Key exclusion criteria:

The presence of any of the following excludes a subject from study enrollment:

History of anaphylaxis or Type 1 hypersensitivity reaction to agalsidase alfa or agalsidase beta
History of renal dialysis or transplantation
Linear negative slope of eGFR of ≥ 2 mL/min/1.73m^2/year based on at least 4 serum creatinine values over approximately 2 years (including the value obtained at the screening visit)
History of acute kidney injury in the 12 months prior to screening, including specific kidney diseases (e.g., acute interstitial nephritis, acute glomerular and vasculitic renal diseases); non-specific conditions (e.g., ischemia, toxic injury); as well as extrarenal pathology (e.g., prerenal azotemia and acute post renal obstructive nephropathy)

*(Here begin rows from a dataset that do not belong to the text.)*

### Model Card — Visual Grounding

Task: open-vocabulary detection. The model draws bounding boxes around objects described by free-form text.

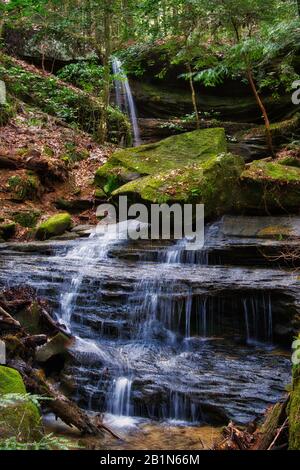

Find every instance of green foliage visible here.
[58,62,104,95]
[0,393,52,408]
[0,434,75,450]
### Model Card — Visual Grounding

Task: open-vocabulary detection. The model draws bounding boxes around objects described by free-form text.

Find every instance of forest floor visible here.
[0,103,115,240]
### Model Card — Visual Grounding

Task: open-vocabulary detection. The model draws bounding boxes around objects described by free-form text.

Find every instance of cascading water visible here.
[112,57,142,146]
[0,218,290,425]
[109,377,132,416]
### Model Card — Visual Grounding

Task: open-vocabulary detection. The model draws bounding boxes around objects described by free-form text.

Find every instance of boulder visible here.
[221,215,300,240]
[12,210,41,228]
[35,212,72,240]
[241,159,300,213]
[7,170,43,202]
[288,344,300,450]
[0,53,131,142]
[0,222,16,240]
[55,198,94,214]
[95,128,244,216]
[35,333,74,362]
[0,366,42,441]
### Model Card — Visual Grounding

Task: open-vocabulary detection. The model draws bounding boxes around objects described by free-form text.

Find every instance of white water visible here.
[60,221,135,328]
[112,57,142,146]
[110,377,132,416]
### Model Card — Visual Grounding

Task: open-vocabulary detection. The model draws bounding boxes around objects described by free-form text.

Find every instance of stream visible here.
[0,218,299,448]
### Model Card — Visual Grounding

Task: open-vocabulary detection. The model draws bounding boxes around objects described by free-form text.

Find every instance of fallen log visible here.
[0,305,21,329]
[9,360,118,437]
[253,398,288,450]
[0,148,68,181]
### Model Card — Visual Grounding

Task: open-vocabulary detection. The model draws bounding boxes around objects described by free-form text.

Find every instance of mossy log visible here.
[10,360,117,437]
[252,398,288,450]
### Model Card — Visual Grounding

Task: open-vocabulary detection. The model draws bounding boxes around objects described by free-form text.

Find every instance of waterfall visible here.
[60,221,134,328]
[109,377,132,416]
[112,57,141,146]
[243,294,273,344]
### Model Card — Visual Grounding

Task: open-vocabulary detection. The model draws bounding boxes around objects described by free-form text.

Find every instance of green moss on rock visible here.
[95,128,244,216]
[95,128,227,188]
[0,102,16,127]
[13,211,41,228]
[36,212,72,240]
[7,171,42,202]
[0,53,131,142]
[0,366,41,441]
[241,160,300,212]
[0,222,16,240]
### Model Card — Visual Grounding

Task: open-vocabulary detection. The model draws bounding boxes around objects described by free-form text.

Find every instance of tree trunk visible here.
[187,64,200,129]
[99,0,111,144]
[247,68,274,157]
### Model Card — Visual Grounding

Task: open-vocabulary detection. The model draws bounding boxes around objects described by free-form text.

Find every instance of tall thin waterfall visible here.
[112,57,141,146]
[109,377,132,416]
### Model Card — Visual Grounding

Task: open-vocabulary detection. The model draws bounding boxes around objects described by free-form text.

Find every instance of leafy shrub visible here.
[57,62,103,96]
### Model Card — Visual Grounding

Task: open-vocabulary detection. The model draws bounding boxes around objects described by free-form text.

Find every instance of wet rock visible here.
[288,348,300,450]
[95,128,244,217]
[241,160,300,214]
[0,222,16,241]
[35,333,74,362]
[35,213,72,240]
[7,170,43,202]
[221,216,300,240]
[0,366,42,442]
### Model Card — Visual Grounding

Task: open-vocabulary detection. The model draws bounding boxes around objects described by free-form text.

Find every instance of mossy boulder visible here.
[12,210,41,228]
[0,366,41,441]
[95,128,244,216]
[0,222,16,240]
[7,171,43,202]
[0,102,15,127]
[35,212,72,240]
[288,336,300,450]
[241,160,300,213]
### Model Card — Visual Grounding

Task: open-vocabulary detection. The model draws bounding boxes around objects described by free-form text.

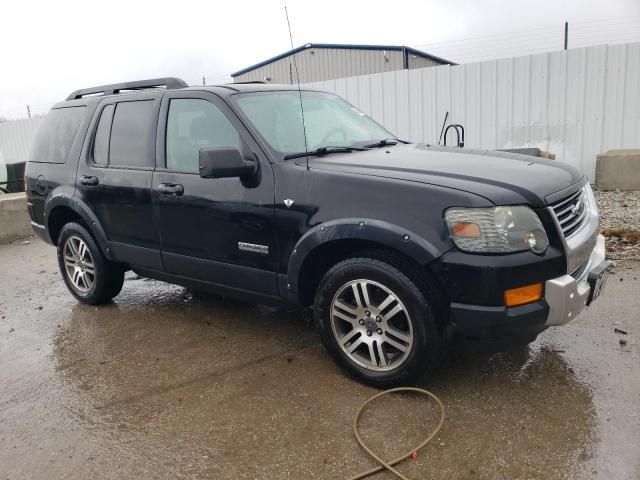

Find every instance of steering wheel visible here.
[320,127,347,145]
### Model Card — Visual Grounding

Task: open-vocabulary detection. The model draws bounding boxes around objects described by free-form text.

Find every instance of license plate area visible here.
[587,261,611,305]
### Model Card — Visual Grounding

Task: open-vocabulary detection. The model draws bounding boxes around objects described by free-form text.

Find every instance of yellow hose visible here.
[350,387,445,480]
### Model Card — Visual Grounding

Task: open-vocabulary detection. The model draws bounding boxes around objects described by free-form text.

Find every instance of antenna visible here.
[438,110,449,145]
[284,5,309,170]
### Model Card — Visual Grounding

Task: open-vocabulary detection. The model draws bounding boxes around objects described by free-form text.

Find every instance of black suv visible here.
[26,78,609,386]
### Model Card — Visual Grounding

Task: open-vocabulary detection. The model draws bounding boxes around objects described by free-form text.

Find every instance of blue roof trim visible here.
[231,43,457,77]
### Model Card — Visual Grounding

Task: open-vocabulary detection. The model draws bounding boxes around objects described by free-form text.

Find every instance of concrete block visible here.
[0,192,33,243]
[596,149,640,190]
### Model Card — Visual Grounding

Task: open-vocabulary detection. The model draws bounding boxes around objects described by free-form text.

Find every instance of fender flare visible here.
[286,218,443,299]
[44,193,113,261]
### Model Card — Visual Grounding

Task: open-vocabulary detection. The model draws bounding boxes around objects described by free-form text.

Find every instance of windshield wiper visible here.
[284,145,366,160]
[364,138,409,148]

Angiotensin converting enzyme (ACE) inhibitor or angiotensin receptor blocker (ARB) therapy initiated or dose changed in the 4 weeks prior to screening
Urine protein to creatinine ratio (UPCR) at screening > 0.5 g/g or mg/mg or 500 mg/g and not treated with an ACE inhibitor or ARB
Females who are pregnant, planning to become pregnant during the study, or are breast feeding
Cardiovascular event (myocardial infarction, unstable angina) in the 6-month period before screening
Cerebrovascular event (stroke, transient ischemic attack) in the 6-month period before screening
Presence of any medical, emotional, behavioral, or psychological condition that, in the judgment of the Investigator and/or Medical Director, would interfere with the patient's compliance with the requirements of the study.